Talking About a Vanished Place
By Anna Eisenstein
How do people talk about the past? How can that help us understand the way they think about the social world? Professor Smith and I have been asking these questions through our research with former Easton residents. Certain Easton neighborhoods were displaced in the 1960s when the city carried out redevelopment projects. We have been tracking down residents to ask them about their lives before the demolitions. They tell us of a tight-knit neighborhood, wrought with strong community values across diverse ethnic commitments, and families grappling with issues of ethnicity and class as they lived and worked in this lively city.
On October 2nd, we will be holding our third reunion for former students of Easton’s Taylor School. Although the school no longer stands, the elderly folks who once went to elementary school there express clear, distinct, visual memories. They love to talk about the buildings they remember and to see old photographs and maps. These items seem to have helped corroborate the individuals’ memories, validating their images of the vanished neighborhood. Now in touch with one another again, the residents intend to hold reunions regularly where they can talk about the old neighborhood and the different people, experiences, and world they remember together. Their excitement has energized this project; from the beginning, they showed us that there was a story to be told.

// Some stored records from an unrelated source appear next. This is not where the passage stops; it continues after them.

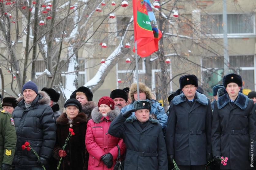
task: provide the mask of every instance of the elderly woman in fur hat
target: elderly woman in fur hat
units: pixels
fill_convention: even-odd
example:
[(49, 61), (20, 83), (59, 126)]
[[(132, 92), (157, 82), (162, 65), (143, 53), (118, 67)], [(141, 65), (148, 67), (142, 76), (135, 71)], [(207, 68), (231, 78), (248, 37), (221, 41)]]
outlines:
[(124, 170), (167, 170), (163, 134), (158, 121), (150, 117), (151, 103), (137, 100), (133, 104), (134, 108), (118, 116), (109, 129), (109, 134), (123, 139), (126, 144)]
[(92, 119), (87, 124), (85, 144), (90, 154), (88, 170), (113, 170), (117, 157), (117, 145), (120, 154), (125, 146), (123, 139), (108, 133), (110, 123), (120, 114), (113, 99), (107, 96), (101, 98), (92, 112)]
[(70, 96), (70, 99), (77, 99), (82, 105), (81, 112), (85, 114), (88, 120), (92, 118), (92, 110), (97, 106), (96, 103), (93, 101), (93, 94), (90, 89), (83, 86), (74, 91)]
[[(66, 112), (56, 121), (57, 138), (53, 156), (58, 161), (63, 158), (59, 169), (87, 169), (84, 141), (87, 118), (84, 113), (80, 112), (82, 107), (76, 99), (68, 99), (64, 107)], [(70, 137), (65, 150), (62, 150), (61, 147), (69, 133), (69, 128), (73, 129), (75, 135)]]

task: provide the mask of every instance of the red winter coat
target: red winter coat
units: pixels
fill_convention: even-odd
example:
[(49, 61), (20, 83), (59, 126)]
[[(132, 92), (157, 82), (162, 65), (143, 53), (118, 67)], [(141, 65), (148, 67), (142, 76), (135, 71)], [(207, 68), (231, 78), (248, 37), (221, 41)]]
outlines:
[[(85, 145), (90, 154), (88, 170), (113, 170), (117, 157), (117, 144), (121, 155), (124, 153), (125, 145), (123, 139), (109, 134), (108, 131), (111, 122), (120, 114), (120, 110), (115, 107), (114, 110), (103, 116), (96, 107), (92, 111), (92, 119), (87, 124), (85, 136)], [(108, 168), (101, 160), (101, 157), (108, 153), (113, 156), (113, 166)]]

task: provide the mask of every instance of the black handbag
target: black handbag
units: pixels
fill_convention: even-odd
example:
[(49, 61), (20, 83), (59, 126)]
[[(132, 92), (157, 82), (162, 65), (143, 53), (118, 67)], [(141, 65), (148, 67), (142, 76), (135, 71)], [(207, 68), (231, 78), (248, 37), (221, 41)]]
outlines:
[(117, 146), (118, 150), (117, 158), (117, 163), (115, 166), (114, 166), (114, 170), (124, 170), (124, 160), (121, 160), (120, 148), (118, 145), (117, 145)]

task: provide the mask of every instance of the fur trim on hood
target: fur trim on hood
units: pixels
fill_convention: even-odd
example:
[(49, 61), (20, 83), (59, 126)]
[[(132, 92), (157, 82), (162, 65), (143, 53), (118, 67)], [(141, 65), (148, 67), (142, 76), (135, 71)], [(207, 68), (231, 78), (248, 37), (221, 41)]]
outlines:
[[(37, 95), (39, 97), (38, 102), (39, 104), (50, 105), (51, 102), (51, 98), (46, 92), (44, 91), (40, 91), (38, 92), (38, 94)], [(24, 96), (21, 96), (17, 99), (16, 100), (18, 102), (19, 102), (23, 99), (24, 99)]]
[[(223, 108), (230, 101), (229, 96), (227, 93), (220, 97), (217, 101), (218, 108), (220, 109)], [(238, 96), (235, 104), (241, 109), (244, 110), (247, 107), (249, 99), (247, 96), (240, 92), (238, 92)]]
[[(133, 123), (134, 121), (137, 120), (137, 118), (135, 116), (132, 116), (131, 117), (129, 117), (125, 120), (125, 122), (127, 123)], [(151, 118), (149, 118), (149, 119), (148, 119), (148, 121), (151, 122), (152, 123), (157, 124), (159, 123), (159, 122), (157, 119), (151, 119)]]
[[(119, 107), (115, 106), (114, 110), (109, 111), (107, 114), (107, 115), (109, 118), (109, 120), (112, 121), (117, 116), (120, 114), (120, 110)], [(100, 112), (99, 107), (97, 106), (93, 109), (92, 111), (92, 119), (94, 122), (96, 123), (101, 122), (101, 118), (103, 116), (102, 114)]]
[[(62, 113), (59, 116), (59, 118), (56, 121), (56, 124), (59, 125), (67, 125), (69, 124), (69, 119), (67, 117), (67, 114), (65, 113)], [(77, 115), (73, 119), (72, 124), (77, 124), (79, 123), (85, 123), (87, 122), (87, 118), (86, 116), (83, 113), (80, 112), (78, 113)]]
[[(143, 83), (141, 82), (139, 82), (139, 89), (140, 91), (144, 92), (146, 93), (147, 96), (147, 99), (151, 100), (152, 98), (152, 95), (151, 94), (151, 90)], [(136, 92), (137, 90), (137, 83), (133, 83), (131, 85), (130, 88), (130, 91), (129, 92), (129, 95), (130, 96), (130, 98), (132, 101), (135, 100), (134, 98), (133, 97), (133, 93)]]
[[(174, 105), (177, 105), (185, 101), (186, 98), (184, 93), (182, 93), (181, 94), (174, 97), (172, 100), (172, 102)], [(203, 105), (206, 106), (208, 104), (208, 98), (204, 94), (196, 91), (195, 98), (196, 102)]]

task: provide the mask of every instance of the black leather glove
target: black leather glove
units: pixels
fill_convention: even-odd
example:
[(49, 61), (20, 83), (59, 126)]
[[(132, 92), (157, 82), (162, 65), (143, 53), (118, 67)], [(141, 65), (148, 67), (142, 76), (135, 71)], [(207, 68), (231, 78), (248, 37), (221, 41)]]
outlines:
[(206, 154), (206, 161), (209, 162), (212, 159), (212, 153), (208, 153)]
[(48, 160), (45, 158), (40, 157), (40, 159), (39, 160), (37, 160), (36, 162), (41, 166), (43, 166), (43, 165), (44, 165), (44, 167), (47, 169), (46, 168), (48, 167)]
[(220, 155), (216, 155), (214, 158), (214, 160), (216, 161), (218, 163), (220, 162), (220, 159), (221, 159), (221, 157)]
[(135, 111), (135, 109), (132, 109), (124, 113), (122, 115), (125, 118), (128, 118), (132, 114), (132, 113)]
[[(105, 154), (101, 157), (101, 161), (103, 161), (103, 163), (105, 165), (107, 165), (108, 163), (109, 162), (112, 162), (112, 164), (113, 164), (113, 162), (112, 160), (113, 159), (113, 156), (110, 153), (108, 153), (106, 154)], [(110, 168), (112, 166), (111, 165)], [(108, 167), (108, 168), (109, 168)]]
[(9, 170), (11, 168), (11, 165), (6, 164), (2, 164), (1, 168), (2, 170)]

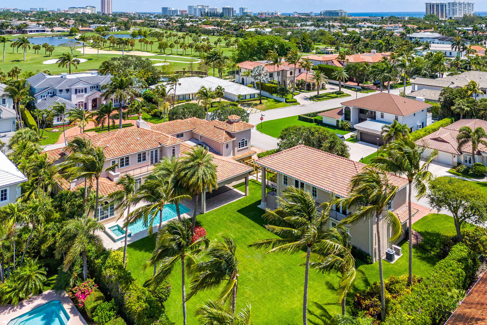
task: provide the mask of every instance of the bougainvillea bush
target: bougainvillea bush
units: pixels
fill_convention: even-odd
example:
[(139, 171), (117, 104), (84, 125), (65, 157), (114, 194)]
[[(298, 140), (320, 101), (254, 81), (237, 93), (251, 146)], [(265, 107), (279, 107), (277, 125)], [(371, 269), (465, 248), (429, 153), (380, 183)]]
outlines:
[(206, 230), (201, 226), (197, 226), (194, 228), (194, 233), (191, 238), (191, 242), (194, 243), (195, 241), (206, 235)]
[(85, 305), (85, 300), (98, 286), (93, 279), (88, 279), (78, 286), (78, 290), (75, 295), (78, 301), (78, 306), (82, 307)]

We have met some wonderful people throughout the process. It’s fun to start learning how to listen to them. What stories are they telling, what are they saying and how do they say it? After sifting through pages upon pages of interview transcripts and reading endless literature about language, memory, place and ethnic identity, it’s exciting to see the way the ideas interact in the residents’ narratives. What at first seemed like a contradiction in their collective story has led Professor Smith and me to explore the underlying dynamics of the community they remember.